Vehicles with automated parking functions have to be precisely localized in unknown environments to ensure safety. To this end, we developed precise localization algorithms based on camera, radar, and odometer sensor data.
Vehicle localization is a prerequisite for automated and autonomous driving functions. The vehicle has to ‘know’ its environment to safely find its way around. The challenge was to use camera, radar, and odometer sensor data to enable very precise vehicle localization in an unknown environment for an automatic parking function. When the vehicle travels the same path again, the system has to be able to recognize that path, compare the changing environment to the stored map of this environment, and navigate it automatically.
GPS data is not always precise. For example, the signal may not penetrate to underground garages. However, a reliable ground truth is necessary to assess the localization system’s performance. This means engineers have to define a dependable way of accurately localizing the vehicle based on its automated driving function’s use cases.
We rose to this challenge by developing sophisticated algorithms that compare the stored map of the environment with current data. Weather conditions, other road users, and objects can change the environment and therefore impact the vehicle’s motion planning.
Fusion algorithms draw on the strengths of one sensor system to compensate for the weaknesses of another. We used plausibility algorithms to identify inaccurate sensor readings and omit these data to prevent their further processing downstream. A high-performance debugging and development framework enabled us to develop and debug localization components in a targeted and isolated manner. Our engineers also defined a reference system suitable for acquiring real ground truth data and selected a laser tracker for this purpose.
A simulation can serve to compare environmental data. Overlapping yellow and red arrows indicate a perfect match of current and stored environmental data.

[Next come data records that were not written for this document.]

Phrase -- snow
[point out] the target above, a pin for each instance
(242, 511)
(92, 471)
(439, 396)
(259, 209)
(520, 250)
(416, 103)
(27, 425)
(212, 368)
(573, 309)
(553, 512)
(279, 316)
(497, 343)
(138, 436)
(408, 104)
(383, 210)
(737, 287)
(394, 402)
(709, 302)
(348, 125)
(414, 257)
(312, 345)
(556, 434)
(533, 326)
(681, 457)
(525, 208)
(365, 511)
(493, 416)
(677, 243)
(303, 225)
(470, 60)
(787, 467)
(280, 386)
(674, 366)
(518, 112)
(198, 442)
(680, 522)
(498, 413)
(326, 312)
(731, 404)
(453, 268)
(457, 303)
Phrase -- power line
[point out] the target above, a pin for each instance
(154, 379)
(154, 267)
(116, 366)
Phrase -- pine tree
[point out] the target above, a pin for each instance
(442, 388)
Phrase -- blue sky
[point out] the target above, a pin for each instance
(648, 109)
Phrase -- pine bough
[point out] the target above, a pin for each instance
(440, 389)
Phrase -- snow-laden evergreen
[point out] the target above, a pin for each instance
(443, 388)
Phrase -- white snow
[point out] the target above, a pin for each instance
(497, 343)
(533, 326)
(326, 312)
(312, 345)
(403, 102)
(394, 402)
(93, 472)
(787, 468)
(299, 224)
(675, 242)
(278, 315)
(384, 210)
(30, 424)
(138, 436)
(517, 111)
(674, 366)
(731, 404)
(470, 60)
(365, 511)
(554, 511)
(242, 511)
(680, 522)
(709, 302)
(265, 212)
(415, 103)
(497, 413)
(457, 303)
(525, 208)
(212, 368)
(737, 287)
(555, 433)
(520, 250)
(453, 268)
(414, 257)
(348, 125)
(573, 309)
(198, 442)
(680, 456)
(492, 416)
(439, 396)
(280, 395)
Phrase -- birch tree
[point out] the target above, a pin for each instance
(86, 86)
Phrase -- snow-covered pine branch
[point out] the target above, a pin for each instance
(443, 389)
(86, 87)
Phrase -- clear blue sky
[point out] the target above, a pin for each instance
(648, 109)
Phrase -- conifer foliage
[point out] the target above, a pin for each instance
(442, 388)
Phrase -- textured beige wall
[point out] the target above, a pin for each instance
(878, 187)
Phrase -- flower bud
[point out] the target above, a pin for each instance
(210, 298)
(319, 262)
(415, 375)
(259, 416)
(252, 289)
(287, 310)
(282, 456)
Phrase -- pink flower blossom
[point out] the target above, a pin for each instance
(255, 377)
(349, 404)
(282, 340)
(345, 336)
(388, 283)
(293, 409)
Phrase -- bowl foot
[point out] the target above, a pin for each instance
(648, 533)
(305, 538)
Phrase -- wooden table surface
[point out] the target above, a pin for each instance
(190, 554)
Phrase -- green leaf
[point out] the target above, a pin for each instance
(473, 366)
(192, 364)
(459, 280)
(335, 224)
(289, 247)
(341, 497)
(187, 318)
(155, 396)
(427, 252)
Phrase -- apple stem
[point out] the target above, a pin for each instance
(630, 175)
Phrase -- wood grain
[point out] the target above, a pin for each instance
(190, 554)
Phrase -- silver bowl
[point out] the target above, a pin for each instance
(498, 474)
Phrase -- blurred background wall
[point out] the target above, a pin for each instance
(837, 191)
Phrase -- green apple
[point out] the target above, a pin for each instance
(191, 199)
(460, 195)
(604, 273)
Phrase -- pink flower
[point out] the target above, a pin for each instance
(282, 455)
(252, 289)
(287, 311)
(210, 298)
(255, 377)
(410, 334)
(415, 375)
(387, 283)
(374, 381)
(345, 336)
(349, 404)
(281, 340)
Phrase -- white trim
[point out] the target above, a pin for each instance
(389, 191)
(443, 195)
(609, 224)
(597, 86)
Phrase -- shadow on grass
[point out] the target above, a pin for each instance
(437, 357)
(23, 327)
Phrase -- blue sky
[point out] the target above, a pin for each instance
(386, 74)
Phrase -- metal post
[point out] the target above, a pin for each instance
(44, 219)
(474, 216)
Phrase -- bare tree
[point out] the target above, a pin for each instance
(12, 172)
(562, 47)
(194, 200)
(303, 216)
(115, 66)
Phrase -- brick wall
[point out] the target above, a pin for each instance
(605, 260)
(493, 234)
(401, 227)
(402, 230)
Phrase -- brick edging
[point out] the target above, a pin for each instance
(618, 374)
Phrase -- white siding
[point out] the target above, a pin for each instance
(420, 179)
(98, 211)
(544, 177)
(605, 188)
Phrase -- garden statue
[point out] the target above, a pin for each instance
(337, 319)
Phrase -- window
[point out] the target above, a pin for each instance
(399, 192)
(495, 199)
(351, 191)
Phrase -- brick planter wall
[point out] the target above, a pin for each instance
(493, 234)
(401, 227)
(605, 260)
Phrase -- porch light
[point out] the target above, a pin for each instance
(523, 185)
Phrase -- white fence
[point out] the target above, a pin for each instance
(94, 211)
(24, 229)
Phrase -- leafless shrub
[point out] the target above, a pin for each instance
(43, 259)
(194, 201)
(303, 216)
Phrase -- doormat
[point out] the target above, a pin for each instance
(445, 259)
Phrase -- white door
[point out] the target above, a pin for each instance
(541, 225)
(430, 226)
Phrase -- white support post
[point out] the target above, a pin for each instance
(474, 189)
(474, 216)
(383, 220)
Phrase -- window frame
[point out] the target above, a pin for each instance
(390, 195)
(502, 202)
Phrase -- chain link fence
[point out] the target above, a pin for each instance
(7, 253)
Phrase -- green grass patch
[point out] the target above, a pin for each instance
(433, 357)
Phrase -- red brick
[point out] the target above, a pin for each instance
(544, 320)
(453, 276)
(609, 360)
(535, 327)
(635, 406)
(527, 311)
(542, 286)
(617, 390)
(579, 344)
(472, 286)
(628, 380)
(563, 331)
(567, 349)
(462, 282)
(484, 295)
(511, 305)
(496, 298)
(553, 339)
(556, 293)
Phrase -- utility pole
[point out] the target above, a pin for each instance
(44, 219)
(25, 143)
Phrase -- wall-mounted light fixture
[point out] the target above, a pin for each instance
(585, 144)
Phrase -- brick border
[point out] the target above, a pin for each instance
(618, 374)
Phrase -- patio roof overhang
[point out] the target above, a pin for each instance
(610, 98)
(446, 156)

The outcome of these efforts is a radar-based localization framework that can be supplemented with camera, GPS, and odometer sensor data. To contain complexity, we combined different approaches to localization and tested the results with simulations. The team accelerated the development process by efficiently re-simulating the target software with Python scripting. This way, we were able to immediately render and optimize simulation results. CI/CD-based agile software development kept our options open and flexible throughout the project.